We didn't send any combat aircraft just to buzz the area as a warning that more power was on the way--even if it was a bluff.

But apparently we couldn't even get a platoon-sized base reaction force into the air to reach Benghazi in a few hours with the balance of a company following an hour or two later--with a battalion gathering as that was done. ...

But we did not even try to react. If it was because we didn't have forces specifically earmarked for embassy rescue, that's a stunning indictment of a military or civilian leadership that doesn't really think of itself as at war.

If we didn't react because we didn't have a week to polish a plan complete with PowerPoint presentations to make it look nice and glossy, that's a stunning indictment of our leadership.

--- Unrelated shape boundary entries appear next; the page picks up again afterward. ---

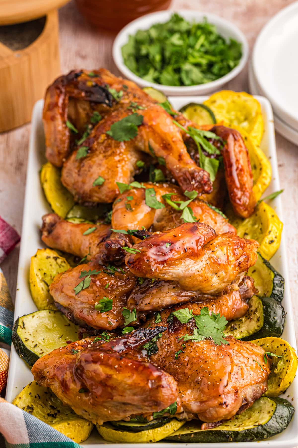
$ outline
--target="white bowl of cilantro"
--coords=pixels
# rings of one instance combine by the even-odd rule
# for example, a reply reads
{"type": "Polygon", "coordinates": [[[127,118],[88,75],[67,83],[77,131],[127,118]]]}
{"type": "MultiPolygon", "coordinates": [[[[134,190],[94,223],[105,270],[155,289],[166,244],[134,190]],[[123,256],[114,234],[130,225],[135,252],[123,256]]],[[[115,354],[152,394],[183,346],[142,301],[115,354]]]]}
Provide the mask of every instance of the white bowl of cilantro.
{"type": "Polygon", "coordinates": [[[202,95],[237,76],[248,56],[245,36],[231,22],[199,11],[164,11],[125,26],[114,42],[124,77],[166,95],[202,95]]]}

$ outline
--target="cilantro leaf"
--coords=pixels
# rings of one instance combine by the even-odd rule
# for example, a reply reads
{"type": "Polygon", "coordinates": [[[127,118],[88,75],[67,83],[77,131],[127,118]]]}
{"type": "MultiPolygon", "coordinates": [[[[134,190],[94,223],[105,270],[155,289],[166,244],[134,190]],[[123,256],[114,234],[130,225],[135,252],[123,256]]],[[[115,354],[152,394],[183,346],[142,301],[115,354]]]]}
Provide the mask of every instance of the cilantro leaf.
{"type": "Polygon", "coordinates": [[[174,415],[177,411],[177,402],[175,401],[172,405],[170,405],[165,409],[162,411],[159,411],[158,412],[153,413],[153,418],[156,418],[157,417],[161,417],[165,414],[169,414],[171,415],[174,415]]]}
{"type": "Polygon", "coordinates": [[[122,314],[124,318],[124,325],[126,326],[130,322],[134,322],[137,320],[137,312],[135,308],[132,311],[130,311],[128,308],[124,308],[122,314]]]}
{"type": "Polygon", "coordinates": [[[146,188],[145,190],[145,203],[151,208],[164,208],[164,205],[156,199],[154,188],[146,188]]]}
{"type": "Polygon", "coordinates": [[[68,128],[68,129],[70,129],[71,131],[74,132],[75,134],[79,134],[79,131],[76,128],[75,128],[72,123],[71,123],[70,121],[69,121],[68,120],[66,121],[66,126],[68,128]]]}
{"type": "Polygon", "coordinates": [[[80,146],[78,149],[76,155],[76,160],[78,160],[83,157],[85,157],[88,154],[88,146],[80,146]]]}
{"type": "Polygon", "coordinates": [[[122,335],[125,335],[127,333],[130,333],[133,329],[133,327],[125,327],[122,330],[122,335]]]}
{"type": "Polygon", "coordinates": [[[194,223],[197,221],[197,218],[195,216],[190,207],[185,207],[183,209],[183,211],[180,216],[185,223],[194,223]]]}
{"type": "Polygon", "coordinates": [[[272,200],[273,199],[275,199],[279,194],[281,194],[283,191],[283,189],[282,190],[279,190],[278,191],[275,191],[274,193],[271,193],[271,194],[269,194],[268,196],[265,196],[263,199],[259,199],[256,203],[256,205],[259,205],[263,201],[268,201],[268,199],[272,200]]]}
{"type": "Polygon", "coordinates": [[[181,323],[186,323],[193,317],[193,310],[189,308],[182,308],[177,311],[173,311],[172,314],[181,323]]]}
{"type": "Polygon", "coordinates": [[[113,299],[109,299],[108,297],[104,297],[94,305],[94,308],[101,313],[109,311],[113,308],[113,299]]]}
{"type": "Polygon", "coordinates": [[[80,278],[81,279],[82,277],[85,277],[85,276],[96,276],[101,272],[101,271],[97,271],[96,269],[94,269],[93,271],[89,269],[88,271],[81,271],[80,278]]]}
{"type": "Polygon", "coordinates": [[[94,230],[96,230],[96,227],[90,227],[87,230],[85,230],[83,234],[90,235],[90,234],[93,232],[94,230]]]}
{"type": "Polygon", "coordinates": [[[96,186],[97,185],[102,185],[104,181],[104,178],[102,177],[101,176],[99,176],[97,178],[95,179],[92,185],[93,187],[96,186]]]}
{"type": "Polygon", "coordinates": [[[134,113],[114,123],[106,134],[118,142],[128,142],[138,134],[138,126],[143,122],[143,115],[134,113]]]}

Because if our senior people felt we were at war, they would have scraped up cooks and typists--and even the officers who usually make PowerPoint presentations--to send to the sound of the guns if that is all they had.

So we set up the Marine force. Rather than explain why we didn't send forces to Benghazi, we claimed we couldn't, and then set up a Marine force as if the problem was a matter of capabilities rather than leadership decisions.

And now that force is committed to a South Sudan mission, sitting in Djibouti. So it can respond more quickly to a crisis inside South Sudan.

So every other diplomatic facility around the Mediterranean Sea basin that might have called on that force is on its own for a longer period of time, apparently, reliant on the same leadership that failed September 11, 2012, at Benghazi.

Because now--like on September 11, 2012--we are unable to scrape up any military power from the tens of thousand of troops we station in Europe. That's their story and they're sticking to it.